# Louisville



## feildfool (Jul 22, 2009)

Is there an arrow width limit at the NFAA indoor nationals (Louisville)?


----------



## JPE (Feb 1, 2004)

You're okay with 2712's or anything smaller.


----------



## 10xring (Jun 10, 2003)

Maximum arrow diameter allowed in NFAA competition will be 0.422 inches, with point diameter not to exceed 0.425 inches.


----------



## feildfool (Jul 22, 2009)

*field tips*

Anyone know where I can get some really heavy points >200gr (or even >300gr)?


----------



## pragmatic_lee (Jan 19, 2008)

feildfool said:


> Anyone know where I can get some really heavy points >200gr (or even >300gr)?


Lancaster Archery Supply - if they don't have it, you don't need it. :tongue:


----------



## JayMc (Jan 4, 2005)

feildfool said:


> Anyone know where I can get some really heavy points >200gr (or even >300gr)?


What arrow size?
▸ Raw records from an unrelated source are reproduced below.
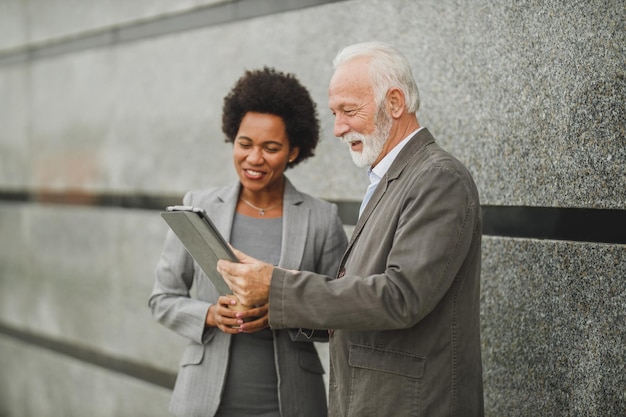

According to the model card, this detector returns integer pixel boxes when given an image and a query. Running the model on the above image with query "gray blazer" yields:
[149,180,348,417]
[270,129,483,417]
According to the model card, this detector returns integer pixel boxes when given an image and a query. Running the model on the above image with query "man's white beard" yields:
[341,108,392,168]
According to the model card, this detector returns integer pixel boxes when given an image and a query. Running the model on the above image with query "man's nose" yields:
[333,115,350,138]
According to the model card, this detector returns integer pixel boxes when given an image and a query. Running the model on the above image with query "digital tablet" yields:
[161,206,239,295]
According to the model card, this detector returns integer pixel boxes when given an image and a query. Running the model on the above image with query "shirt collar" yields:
[367,126,424,184]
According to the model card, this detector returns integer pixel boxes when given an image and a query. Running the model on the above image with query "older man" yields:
[218,42,483,417]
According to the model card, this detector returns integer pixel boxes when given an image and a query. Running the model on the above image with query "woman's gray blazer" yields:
[149,178,347,417]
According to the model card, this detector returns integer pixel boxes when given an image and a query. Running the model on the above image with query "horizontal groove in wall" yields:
[0,190,626,244]
[0,323,176,389]
[0,0,344,65]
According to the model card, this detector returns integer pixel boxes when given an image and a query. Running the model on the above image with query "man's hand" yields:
[217,248,274,306]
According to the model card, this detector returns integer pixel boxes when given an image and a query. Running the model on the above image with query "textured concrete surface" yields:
[481,238,626,416]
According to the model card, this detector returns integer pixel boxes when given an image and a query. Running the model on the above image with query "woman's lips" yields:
[243,169,264,180]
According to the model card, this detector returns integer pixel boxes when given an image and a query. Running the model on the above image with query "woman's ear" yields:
[287,146,300,163]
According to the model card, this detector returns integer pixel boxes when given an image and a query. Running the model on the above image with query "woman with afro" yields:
[150,68,347,417]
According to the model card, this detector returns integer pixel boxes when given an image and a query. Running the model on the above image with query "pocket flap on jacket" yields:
[348,344,425,379]
[180,343,204,366]
[298,350,324,374]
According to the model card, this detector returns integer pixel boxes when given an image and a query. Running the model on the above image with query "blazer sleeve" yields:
[148,190,215,343]
[289,200,348,342]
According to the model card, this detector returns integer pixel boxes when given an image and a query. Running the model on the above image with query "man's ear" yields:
[387,88,405,119]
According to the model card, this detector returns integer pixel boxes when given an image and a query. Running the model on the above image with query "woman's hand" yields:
[205,295,269,334]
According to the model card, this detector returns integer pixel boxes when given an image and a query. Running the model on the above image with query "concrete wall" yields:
[0,0,626,416]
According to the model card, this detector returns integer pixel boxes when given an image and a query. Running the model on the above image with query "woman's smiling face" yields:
[233,112,298,192]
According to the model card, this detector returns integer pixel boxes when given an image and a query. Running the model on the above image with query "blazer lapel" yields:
[278,177,309,269]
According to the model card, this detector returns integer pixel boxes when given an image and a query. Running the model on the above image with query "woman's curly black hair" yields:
[222,67,320,167]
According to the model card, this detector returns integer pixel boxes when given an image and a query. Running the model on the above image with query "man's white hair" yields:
[333,42,420,113]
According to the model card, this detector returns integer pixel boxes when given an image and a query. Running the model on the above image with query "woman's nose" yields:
[246,147,263,164]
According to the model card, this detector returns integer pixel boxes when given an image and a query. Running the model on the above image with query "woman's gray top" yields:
[216,213,283,417]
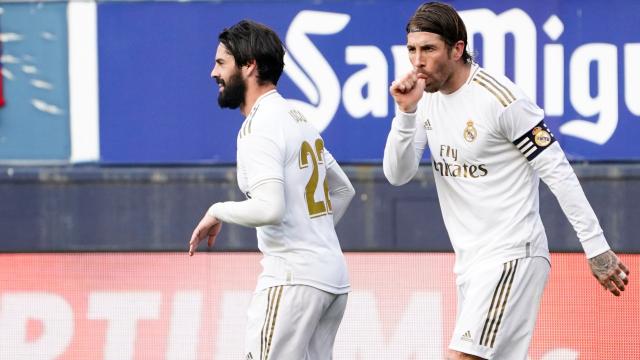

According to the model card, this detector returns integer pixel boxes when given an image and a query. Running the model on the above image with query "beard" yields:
[216,71,247,109]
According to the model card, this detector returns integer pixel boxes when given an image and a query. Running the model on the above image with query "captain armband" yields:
[513,120,556,161]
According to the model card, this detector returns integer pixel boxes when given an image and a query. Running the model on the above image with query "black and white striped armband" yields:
[513,120,556,161]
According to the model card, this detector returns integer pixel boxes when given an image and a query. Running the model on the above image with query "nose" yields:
[211,64,220,79]
[411,52,427,69]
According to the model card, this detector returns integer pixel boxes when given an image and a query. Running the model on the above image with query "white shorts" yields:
[449,257,550,360]
[245,285,347,360]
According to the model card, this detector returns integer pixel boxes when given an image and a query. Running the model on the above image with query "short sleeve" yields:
[500,98,556,161]
[499,97,544,142]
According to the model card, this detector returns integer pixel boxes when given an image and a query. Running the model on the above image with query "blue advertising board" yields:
[98,0,640,164]
[0,2,71,163]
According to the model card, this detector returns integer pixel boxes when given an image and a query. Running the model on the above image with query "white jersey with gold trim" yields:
[383,64,609,274]
[237,90,350,294]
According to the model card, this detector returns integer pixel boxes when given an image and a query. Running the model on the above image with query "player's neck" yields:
[440,62,471,95]
[240,83,276,117]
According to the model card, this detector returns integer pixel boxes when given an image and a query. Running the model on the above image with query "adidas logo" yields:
[460,330,473,342]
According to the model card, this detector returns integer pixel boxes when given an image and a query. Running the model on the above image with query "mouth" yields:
[215,78,224,92]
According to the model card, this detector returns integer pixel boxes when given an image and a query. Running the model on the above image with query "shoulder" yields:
[239,92,289,139]
[469,66,526,108]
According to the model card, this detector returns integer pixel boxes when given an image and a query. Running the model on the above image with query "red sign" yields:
[0,252,640,360]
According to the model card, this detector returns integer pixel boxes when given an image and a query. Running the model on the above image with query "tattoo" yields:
[589,251,618,279]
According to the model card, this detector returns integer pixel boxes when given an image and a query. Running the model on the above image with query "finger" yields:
[618,270,629,285]
[618,261,630,275]
[189,228,200,256]
[609,273,624,291]
[606,281,620,296]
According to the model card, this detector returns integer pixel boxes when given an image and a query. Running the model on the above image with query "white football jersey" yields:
[384,64,608,274]
[237,90,350,294]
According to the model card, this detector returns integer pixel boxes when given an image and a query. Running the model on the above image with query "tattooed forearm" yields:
[589,250,618,279]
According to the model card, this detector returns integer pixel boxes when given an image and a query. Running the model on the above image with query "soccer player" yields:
[383,2,629,360]
[189,20,355,360]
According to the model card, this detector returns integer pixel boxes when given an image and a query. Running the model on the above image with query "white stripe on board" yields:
[67,1,100,163]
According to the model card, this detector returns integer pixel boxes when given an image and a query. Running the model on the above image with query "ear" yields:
[242,59,258,79]
[451,40,465,61]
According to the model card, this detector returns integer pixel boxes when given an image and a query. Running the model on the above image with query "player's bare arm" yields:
[589,250,629,296]
[189,213,222,256]
[389,71,425,113]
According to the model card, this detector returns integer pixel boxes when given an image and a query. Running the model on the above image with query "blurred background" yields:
[0,0,640,360]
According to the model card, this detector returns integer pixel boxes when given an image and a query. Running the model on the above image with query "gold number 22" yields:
[300,139,331,218]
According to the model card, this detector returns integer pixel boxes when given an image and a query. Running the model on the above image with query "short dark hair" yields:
[218,20,284,85]
[406,2,472,63]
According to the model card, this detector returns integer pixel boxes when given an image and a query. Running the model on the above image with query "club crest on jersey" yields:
[531,127,551,147]
[462,120,478,142]
[422,118,433,130]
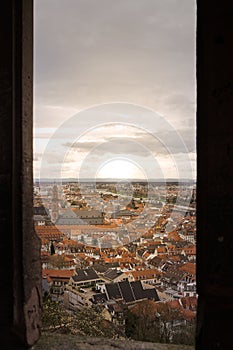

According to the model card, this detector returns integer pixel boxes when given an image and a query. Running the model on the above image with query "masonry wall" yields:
[197,0,233,350]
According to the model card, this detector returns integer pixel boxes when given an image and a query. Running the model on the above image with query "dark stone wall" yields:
[196,0,233,350]
[0,0,41,349]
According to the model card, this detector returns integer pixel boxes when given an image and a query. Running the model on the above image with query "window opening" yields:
[34,0,197,343]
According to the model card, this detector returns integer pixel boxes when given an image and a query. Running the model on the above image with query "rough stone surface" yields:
[32,334,194,350]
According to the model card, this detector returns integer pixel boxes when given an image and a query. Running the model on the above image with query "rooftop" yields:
[32,334,194,350]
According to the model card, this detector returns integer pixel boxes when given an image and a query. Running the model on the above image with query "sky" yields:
[34,0,196,179]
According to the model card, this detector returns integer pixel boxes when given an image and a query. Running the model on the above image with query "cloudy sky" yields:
[34,0,196,178]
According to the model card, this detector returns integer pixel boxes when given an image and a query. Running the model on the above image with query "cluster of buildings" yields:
[34,180,197,334]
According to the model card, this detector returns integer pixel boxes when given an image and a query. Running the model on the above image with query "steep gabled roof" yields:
[106,283,122,299]
[72,268,100,282]
[118,281,135,303]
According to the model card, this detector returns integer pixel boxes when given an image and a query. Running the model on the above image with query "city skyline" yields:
[34,0,196,180]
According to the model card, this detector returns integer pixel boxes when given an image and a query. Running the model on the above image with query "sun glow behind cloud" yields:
[96,159,145,180]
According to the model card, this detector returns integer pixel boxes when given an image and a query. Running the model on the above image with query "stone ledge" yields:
[32,333,194,350]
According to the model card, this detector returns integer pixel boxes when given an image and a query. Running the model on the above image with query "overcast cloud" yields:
[34,0,196,177]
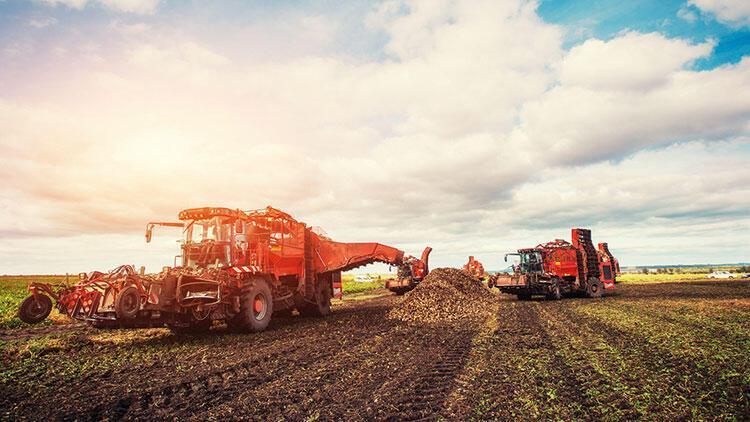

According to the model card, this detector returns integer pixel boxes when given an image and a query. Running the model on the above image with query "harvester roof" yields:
[179,207,245,220]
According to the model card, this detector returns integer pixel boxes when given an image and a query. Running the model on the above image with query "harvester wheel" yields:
[391,287,409,296]
[115,286,141,319]
[167,318,213,336]
[516,292,531,300]
[547,282,562,300]
[18,294,52,324]
[228,278,273,332]
[299,281,331,316]
[586,277,604,298]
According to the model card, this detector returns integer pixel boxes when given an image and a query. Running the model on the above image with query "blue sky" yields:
[539,0,750,70]
[0,0,750,273]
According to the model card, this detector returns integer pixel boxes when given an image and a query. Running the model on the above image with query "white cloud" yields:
[689,0,750,25]
[0,1,750,271]
[677,7,698,23]
[29,17,57,28]
[35,0,161,14]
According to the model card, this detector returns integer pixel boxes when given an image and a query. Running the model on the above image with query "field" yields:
[0,274,750,420]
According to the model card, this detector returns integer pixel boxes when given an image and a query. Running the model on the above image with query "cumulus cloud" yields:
[689,0,750,25]
[0,0,750,272]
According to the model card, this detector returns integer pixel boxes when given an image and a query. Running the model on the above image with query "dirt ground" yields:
[0,281,750,420]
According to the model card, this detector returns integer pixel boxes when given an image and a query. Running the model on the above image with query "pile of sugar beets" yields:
[388,268,497,323]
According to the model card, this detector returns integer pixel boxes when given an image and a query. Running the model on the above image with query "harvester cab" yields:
[19,207,432,332]
[488,229,617,300]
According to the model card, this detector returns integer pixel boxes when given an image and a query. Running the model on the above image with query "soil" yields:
[0,278,750,420]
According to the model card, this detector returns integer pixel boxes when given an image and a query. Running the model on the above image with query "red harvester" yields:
[464,256,487,280]
[489,229,620,300]
[19,207,431,332]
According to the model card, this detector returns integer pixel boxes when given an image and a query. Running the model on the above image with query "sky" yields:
[0,0,750,274]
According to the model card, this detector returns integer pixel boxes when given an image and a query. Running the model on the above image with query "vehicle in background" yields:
[487,229,620,300]
[706,271,734,278]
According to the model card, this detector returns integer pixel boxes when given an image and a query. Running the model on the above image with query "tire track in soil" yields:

I have some 260gr pro points for 2613s I'd make a deal with you on


----------



## X-Ray (Apr 3, 2004)

*points*

pro points would be my suggestion. easton also sells heavier points.
lancaster has them.


----------



## jre4192 (Apr 25, 2005)

Kinda late to be building them now isnt it?


----------



## TNMAN (Oct 6, 2009)

jre4192 said:


> Kinda late to be building them now isnt it?


Can you recommend a fast drying glue?


----------



## blueglide1 (Jun 29, 2006)

Rod Menzers Pro Points.
competitionarcheryproducts.com


----------



## field14 (May 21, 2002)

Make sure, if you are using a "27" diameter shaft that the points you put into them do NOT exceed 0.425" in diameter.

They will NOT allow you to shoot the "old style" ProPoints at the Louisville NFAA National Indoor tournament....the old style ProPoints are something like 0.432" in diameter and are now ILLEGAL for use in NFAA/WAF competition.

SImple matter to file them down if you have them...but you need to do it NOW...

field14 (Tom D.)


----------